When I think back to all the things, I deprived myself of - people that I didn’t meet, jobs that I didn’t apply for, experiences that I denied myself, partners that I wouldn’t let myself love, life that I didn’t live. All because I didn’t believe I was good enough or deserving of it. I was starving for connection and validation and was looking for it in all the wrong places. But despite my relentless driving, I would soon learn worthiness was not something to be earned, it was something to be believed.
Inevitably, perfectionism would betray me. Perfectionism is just shame masquerading as discipline. Inside the delusion of shame and not-enoughness was a world of hurt - chronic burnout, perpetual injuries, broken trust, failed relationships. Perfectionism wasn’t making me better; it was making me miserable. When I think back to all the time and energy that I invested in proving and performing, when I could have been loving, connecting and creating. The cost of my addiction was irreparable, but the choice to do something different, to own my imperfections and appreciate my worth without conditions, was profoundly shifting.

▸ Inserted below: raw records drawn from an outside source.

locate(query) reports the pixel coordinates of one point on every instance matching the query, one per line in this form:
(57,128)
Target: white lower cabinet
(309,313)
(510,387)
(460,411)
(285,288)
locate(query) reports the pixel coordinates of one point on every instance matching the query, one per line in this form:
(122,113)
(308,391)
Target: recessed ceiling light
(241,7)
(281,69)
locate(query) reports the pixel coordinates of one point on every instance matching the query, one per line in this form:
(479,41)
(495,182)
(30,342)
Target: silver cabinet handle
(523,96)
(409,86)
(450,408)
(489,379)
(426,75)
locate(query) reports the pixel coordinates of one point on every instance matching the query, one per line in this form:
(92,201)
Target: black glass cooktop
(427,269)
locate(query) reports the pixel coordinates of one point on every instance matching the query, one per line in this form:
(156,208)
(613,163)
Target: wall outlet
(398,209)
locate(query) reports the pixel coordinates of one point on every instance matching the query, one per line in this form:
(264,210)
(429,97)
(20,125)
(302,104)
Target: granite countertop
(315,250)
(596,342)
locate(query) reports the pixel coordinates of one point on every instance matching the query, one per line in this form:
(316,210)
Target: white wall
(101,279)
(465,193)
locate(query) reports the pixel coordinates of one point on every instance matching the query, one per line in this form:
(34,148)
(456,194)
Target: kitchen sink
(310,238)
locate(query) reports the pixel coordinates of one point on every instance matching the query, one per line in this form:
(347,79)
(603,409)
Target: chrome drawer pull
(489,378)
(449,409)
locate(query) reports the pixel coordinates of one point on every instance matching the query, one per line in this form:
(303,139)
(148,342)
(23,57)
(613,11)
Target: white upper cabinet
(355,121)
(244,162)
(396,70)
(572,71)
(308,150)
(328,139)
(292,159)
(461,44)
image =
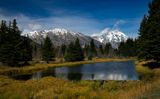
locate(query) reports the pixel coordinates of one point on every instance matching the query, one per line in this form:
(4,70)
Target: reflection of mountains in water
(97,71)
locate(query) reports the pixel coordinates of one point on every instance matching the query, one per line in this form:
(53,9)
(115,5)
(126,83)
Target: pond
(96,71)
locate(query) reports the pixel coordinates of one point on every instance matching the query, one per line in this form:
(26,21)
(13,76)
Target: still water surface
(97,71)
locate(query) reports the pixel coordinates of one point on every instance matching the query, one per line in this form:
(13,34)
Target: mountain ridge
(61,36)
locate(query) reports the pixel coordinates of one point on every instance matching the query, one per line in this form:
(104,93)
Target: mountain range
(61,36)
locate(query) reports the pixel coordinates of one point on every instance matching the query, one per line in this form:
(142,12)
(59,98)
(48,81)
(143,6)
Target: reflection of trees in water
(49,72)
(75,75)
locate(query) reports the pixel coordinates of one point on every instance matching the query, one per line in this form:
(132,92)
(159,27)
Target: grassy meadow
(55,88)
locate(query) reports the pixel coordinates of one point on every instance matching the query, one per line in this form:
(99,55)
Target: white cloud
(75,23)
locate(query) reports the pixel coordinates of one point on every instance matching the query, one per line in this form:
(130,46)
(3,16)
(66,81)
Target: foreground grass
(54,88)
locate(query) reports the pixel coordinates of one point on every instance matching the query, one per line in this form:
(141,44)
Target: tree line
(17,50)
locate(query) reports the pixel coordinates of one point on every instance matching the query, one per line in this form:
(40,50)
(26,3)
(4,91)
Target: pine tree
(149,36)
(63,49)
(48,50)
(25,49)
(92,50)
(101,49)
(12,45)
(78,51)
(107,48)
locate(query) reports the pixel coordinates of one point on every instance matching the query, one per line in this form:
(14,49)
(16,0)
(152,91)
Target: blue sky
(86,16)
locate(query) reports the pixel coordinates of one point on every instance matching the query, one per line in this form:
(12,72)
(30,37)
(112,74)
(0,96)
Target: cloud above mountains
(79,23)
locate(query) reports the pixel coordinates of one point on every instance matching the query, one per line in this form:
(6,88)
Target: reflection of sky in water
(97,71)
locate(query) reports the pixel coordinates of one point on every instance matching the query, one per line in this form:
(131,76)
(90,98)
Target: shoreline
(37,67)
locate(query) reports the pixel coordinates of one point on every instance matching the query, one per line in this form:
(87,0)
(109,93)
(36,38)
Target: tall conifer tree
(149,36)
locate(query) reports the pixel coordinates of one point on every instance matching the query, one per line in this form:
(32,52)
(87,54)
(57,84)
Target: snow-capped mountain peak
(60,36)
(110,36)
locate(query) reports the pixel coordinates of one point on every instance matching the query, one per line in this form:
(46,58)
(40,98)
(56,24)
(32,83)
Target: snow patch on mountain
(60,36)
(113,36)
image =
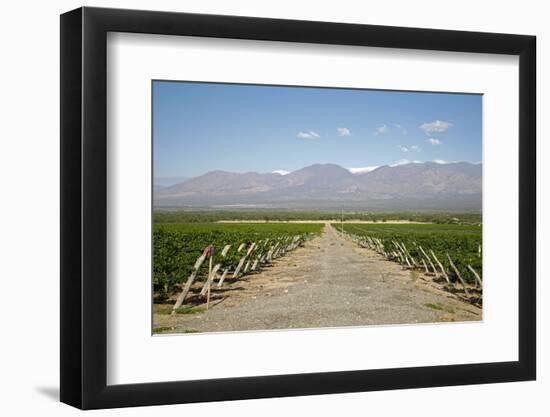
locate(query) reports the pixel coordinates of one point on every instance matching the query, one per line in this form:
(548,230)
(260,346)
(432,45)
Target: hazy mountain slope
(411,186)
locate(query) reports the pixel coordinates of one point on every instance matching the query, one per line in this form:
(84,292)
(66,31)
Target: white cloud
(404,162)
(401,128)
(362,170)
(382,130)
(435,126)
(308,135)
(434,141)
(343,131)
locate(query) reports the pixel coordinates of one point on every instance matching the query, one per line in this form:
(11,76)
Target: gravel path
(329,282)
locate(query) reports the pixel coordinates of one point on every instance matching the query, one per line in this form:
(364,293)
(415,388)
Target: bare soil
(330,282)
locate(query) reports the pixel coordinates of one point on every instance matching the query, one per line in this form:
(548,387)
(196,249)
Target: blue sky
(200,127)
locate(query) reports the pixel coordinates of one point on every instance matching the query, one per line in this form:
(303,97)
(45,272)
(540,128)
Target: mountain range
(411,186)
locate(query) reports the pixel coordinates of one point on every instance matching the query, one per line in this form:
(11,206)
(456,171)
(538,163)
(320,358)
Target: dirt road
(330,282)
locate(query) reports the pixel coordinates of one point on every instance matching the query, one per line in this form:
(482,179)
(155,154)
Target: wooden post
(220,282)
(478,279)
(189,282)
(425,266)
(239,266)
(225,250)
(458,274)
(211,275)
(441,266)
(428,258)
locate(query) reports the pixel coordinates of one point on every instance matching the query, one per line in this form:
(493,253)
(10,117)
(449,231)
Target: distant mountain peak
(405,185)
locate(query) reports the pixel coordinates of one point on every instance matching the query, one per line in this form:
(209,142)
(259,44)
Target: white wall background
(29,228)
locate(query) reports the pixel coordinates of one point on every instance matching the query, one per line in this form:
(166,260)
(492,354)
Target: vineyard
(452,252)
(231,250)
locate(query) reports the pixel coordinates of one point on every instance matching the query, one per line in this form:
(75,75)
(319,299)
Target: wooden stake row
(246,263)
(399,253)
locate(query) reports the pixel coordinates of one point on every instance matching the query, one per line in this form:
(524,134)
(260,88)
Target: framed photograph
(257,208)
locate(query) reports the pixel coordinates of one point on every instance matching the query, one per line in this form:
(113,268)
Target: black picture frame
(84,207)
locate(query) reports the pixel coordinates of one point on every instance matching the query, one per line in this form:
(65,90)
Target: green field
(461,242)
(206,216)
(176,246)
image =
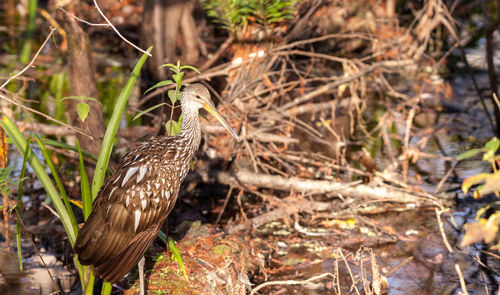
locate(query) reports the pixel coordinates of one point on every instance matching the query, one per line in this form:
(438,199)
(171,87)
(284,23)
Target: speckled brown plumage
(134,202)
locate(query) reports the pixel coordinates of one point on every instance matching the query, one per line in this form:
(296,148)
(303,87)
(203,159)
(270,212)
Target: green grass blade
(106,288)
(19,202)
(84,185)
(52,193)
(107,143)
(59,183)
(176,256)
(89,288)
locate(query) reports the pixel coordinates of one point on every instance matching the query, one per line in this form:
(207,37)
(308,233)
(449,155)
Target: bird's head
(197,96)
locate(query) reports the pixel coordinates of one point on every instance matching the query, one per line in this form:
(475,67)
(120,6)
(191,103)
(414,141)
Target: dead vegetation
(326,111)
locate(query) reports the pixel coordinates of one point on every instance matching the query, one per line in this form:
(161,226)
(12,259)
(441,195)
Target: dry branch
(307,186)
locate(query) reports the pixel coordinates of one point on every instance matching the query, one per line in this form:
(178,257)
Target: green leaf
(27,151)
(159,84)
(178,78)
(148,110)
(59,183)
(83,110)
(468,154)
(176,256)
(84,185)
(172,127)
(81,97)
(191,68)
(171,66)
(5,174)
(172,94)
(492,145)
(14,133)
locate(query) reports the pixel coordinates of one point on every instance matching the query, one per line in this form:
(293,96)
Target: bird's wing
(126,216)
(116,268)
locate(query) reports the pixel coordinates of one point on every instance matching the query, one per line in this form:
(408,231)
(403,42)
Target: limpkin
(134,202)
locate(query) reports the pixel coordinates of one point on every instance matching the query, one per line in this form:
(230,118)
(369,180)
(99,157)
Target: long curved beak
(212,110)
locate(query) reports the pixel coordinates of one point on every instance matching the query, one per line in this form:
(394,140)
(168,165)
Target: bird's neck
(190,128)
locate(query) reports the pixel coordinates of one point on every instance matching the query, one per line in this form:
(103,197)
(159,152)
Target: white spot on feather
(129,174)
(142,172)
(137,218)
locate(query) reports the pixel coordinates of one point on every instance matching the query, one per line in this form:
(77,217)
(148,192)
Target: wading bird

Healing invites us to declare our enough-ness and reclaim the worthiness and dignity that is inherent to who we are. It means confronting the lies that we tell ourselves about who we are supposed to be and liberating ourselves from society’s unrealistic standard of perfection. It challenges us to question where we are operating from scarcity both within ourselves and the systems we are a part of. When we remember that we are already whole, enough, significant and worthy, we can imagine a world beyond proving and performing - a world where we are seen and valued simply because we are.